As atuações das secretarias de Direitos Humanos de Fernando Henrique Cardoso (PSDB) e Luiz Inácio Lula da Silva (PT) não foram de ruptura. Sob a liderança de militantes históricos da área - José Gregori, no governo FHC, e Nilmário Miranda e Paulo Vannuchi, no governo Lula -, os governos tucano e petista mantiveram uma agenda que era comum à sociedade civil que, desde a ditadura, lutava por direitos políticos e de cidadania. Talvez por terem a mesma origem, dificilmente - com a triste exceção da desmedida reação conservadora ao 3º Programa Nacional dos Direitos Humanos (PNDH-3), apoiada por tucanos por razões que fugiram aos seus compromissos históricos - encontram grandes resistências no terreno de disputa partidária entre as duas legendas que lideram o cenário da política institucional, o PT e o PSDB. A Comissão de Anistia do Ministério da Justiça, as tentativas de resgate da memória da repressão política no período militar (1964-1985), o combate ao trabalho infantil, as ações para universalizar o registro civil e vários outros programas dos que se desenvolvem hoje, na SEDH, começaram no período anterior.
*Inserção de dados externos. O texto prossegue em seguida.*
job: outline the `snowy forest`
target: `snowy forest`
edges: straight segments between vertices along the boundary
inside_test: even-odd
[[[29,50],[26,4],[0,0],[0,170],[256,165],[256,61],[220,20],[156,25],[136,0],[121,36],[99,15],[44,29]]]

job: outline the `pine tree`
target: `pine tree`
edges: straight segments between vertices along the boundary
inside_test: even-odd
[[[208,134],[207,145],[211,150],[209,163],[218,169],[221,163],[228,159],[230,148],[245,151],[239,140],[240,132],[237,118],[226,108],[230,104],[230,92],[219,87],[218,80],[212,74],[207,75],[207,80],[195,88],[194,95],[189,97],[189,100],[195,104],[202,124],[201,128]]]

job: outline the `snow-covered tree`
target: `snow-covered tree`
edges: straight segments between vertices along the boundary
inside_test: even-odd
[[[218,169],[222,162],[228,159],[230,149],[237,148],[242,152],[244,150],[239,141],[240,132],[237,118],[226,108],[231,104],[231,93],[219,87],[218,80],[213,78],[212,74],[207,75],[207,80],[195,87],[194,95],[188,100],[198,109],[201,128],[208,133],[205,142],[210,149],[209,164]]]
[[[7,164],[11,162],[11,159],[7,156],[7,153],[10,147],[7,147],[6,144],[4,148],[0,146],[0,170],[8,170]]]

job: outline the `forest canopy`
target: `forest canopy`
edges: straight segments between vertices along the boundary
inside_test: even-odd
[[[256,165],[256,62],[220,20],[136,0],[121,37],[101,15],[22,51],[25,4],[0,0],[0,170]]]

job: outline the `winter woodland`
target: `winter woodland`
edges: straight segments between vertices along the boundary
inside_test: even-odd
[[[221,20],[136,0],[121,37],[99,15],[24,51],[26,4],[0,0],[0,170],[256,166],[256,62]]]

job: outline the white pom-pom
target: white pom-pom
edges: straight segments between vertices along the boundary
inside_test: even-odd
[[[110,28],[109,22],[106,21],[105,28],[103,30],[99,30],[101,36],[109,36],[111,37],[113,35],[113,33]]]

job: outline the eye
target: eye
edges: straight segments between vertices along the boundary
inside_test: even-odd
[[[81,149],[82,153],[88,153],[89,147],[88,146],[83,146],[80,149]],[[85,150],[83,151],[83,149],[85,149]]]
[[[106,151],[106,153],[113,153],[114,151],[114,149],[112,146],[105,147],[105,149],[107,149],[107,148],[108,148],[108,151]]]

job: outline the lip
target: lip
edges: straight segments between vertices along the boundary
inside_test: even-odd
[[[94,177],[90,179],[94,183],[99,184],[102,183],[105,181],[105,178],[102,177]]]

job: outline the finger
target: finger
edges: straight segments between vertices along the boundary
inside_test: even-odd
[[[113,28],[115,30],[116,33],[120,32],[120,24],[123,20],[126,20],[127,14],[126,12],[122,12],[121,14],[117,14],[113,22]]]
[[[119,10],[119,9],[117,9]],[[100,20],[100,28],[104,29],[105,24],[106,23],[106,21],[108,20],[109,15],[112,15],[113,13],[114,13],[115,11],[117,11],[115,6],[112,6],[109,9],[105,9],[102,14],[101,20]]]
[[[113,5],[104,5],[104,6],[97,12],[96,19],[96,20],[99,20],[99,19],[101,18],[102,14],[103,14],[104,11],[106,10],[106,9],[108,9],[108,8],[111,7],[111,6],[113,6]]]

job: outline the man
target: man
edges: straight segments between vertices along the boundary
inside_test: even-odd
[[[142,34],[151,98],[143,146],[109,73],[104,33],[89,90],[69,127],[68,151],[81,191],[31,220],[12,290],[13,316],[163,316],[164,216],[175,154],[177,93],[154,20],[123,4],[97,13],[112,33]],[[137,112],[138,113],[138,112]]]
O Programa de Erradicação do Trabalho Escravo é um deles. O Brasil tornou-se referência mundial de combate ao trabalho degradante em 1995, quando o governo de FHC reconheceu publicamente a existência do trabalho escravo no país. O Grupo Executivo de Repressão ao Trabalho Forçado (Gertraf) foi criado naquela época e elevado a Comissão Nacional Para a Erradicação do Trabalho Escravo (Conatrae), órgão colegiado vinculado à Secretaria Especial dos Direitos Humanos, no governo Lula. É de 1995 a criação do Grupo de Fiscalização Móvel - que, de lá para cá, tem tornado relativamente comuns as ações, estampadas pelos jornais, de libertação de mão de obra em regime análogo ao trabalho escravo em fazendas pelo Brasil afora.
O 1ºEncontro Nacional pela Erradicação do Trabalho Escravo, que acontece desde terça-feira em Brasília, coloca o problema como política pública que envolve Executivo, Legislativo e Judiciário, por demanda de setores sociais engajados em apagar a escravidão da triste história brasileira. O encontro reúne ministros do governo, o ministro Carlos Ayres Brito, do Supremo Tribunal Federal, organizações sociais envolvidas no combate à escravidão, ministros do Tribunal Superior do Trabalho, juízes do Trabalho, representantes do Ministério Público, a relatora Especial das Nações Unidas sobre formas contemporâneas de escravidão, Gulnara Shahinian etc. Se, de um lado, reúne consensos, de outro tem um enorme potencial do confronto.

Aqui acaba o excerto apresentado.